Search code examples
endpointazure-machine-learning-service

Azure ML Online Endpoint deployment DriverFileNotFound Error


When running the Azure ML Online endpoint commands, it works locally. But when I try to deploy it to Azure I get this error. Command - az ml online-deployment create --name blue --endpoint "unique-name" -f endpoints/online/managed/sample/blue-deployment.yml --all-traffic

{
    "status": "Failed",
    "error": {
        "code": "DriverFileNotFound",
        "message": "Driver file with name score.py not found in provided dependencies. Please check the name of your file.",
        "details": [
            {
                "code": "DriverFileNotFound",
                "message": "Driver file with name score.py not found in provided dependencies. Please check the name of your file.\nThe build log is available in the workspace blob store \"coloraiamlsa\" under the path \"/azureml/ImageLogs/1673692e-e30b-4306-ab81-2eed9dfd4020/build.log\"",
                "details": [],
                "additionalInfo": []
            }
        ],
        

This is the deployment YAML taken straight from azureml-examples repo

$schema: https://azuremlschemas.azureedge.net/latest/managedOnlineDeployment.schema.json
name: blue
endpoint_name: my-endpoint
model:
  local_path: ../../model-1/model/sklearn_regression_model.pkl
code_configuration:
  code: 
    local_path: ../../model-1/onlinescoring/
  scoring_script: score.py
environment: 
  conda_file: ../../model-1/environment/conda.yml
  image: mcr.microsoft.com/azureml/openmpi3.1.2-ubuntu18.04:20210727.v1
instance_type: Standard_F2s_v2
instance_count: 1

Solution

  • Finally after lot of head banging, I have been able to consistently repro this bug in another Azure ML Workspace.
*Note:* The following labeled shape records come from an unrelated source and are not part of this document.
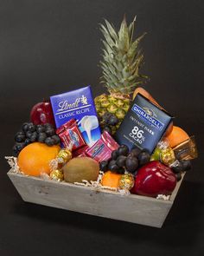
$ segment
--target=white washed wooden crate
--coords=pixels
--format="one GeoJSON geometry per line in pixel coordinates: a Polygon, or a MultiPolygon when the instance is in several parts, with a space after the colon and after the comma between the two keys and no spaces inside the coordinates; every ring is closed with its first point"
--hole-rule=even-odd
{"type": "Polygon", "coordinates": [[[156,227],[162,227],[182,181],[177,182],[170,199],[163,200],[44,181],[12,169],[8,175],[24,201],[156,227]]]}

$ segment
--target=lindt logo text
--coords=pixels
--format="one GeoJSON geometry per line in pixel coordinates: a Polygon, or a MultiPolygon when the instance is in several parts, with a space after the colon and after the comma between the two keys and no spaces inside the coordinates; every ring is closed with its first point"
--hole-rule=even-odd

    I tried deploying the same sample in a brand new Azure ML workspace created and it went smoothly.

    At this point I remembered that I had upgraded the Storage Account of my previous AML Workspace to DataLake Gen2.

    So I did the same upgrade in this new workspace’s storage account. After the upgrade, when I try to deploy the same endpoint, I get the same DriverFileNotFoundError!

    It seems Azure ML does not support Storage Account with DataLake Gen2 capabilities although the support page says otherwise. https://learn.microsoft.com/en-us/azure/machine-learning/how-to-access-data#supported-data-storage-service-types.

    At this point my only option is to recreate a new workspace and deploy my code there. Hope Azure team fixes this soon.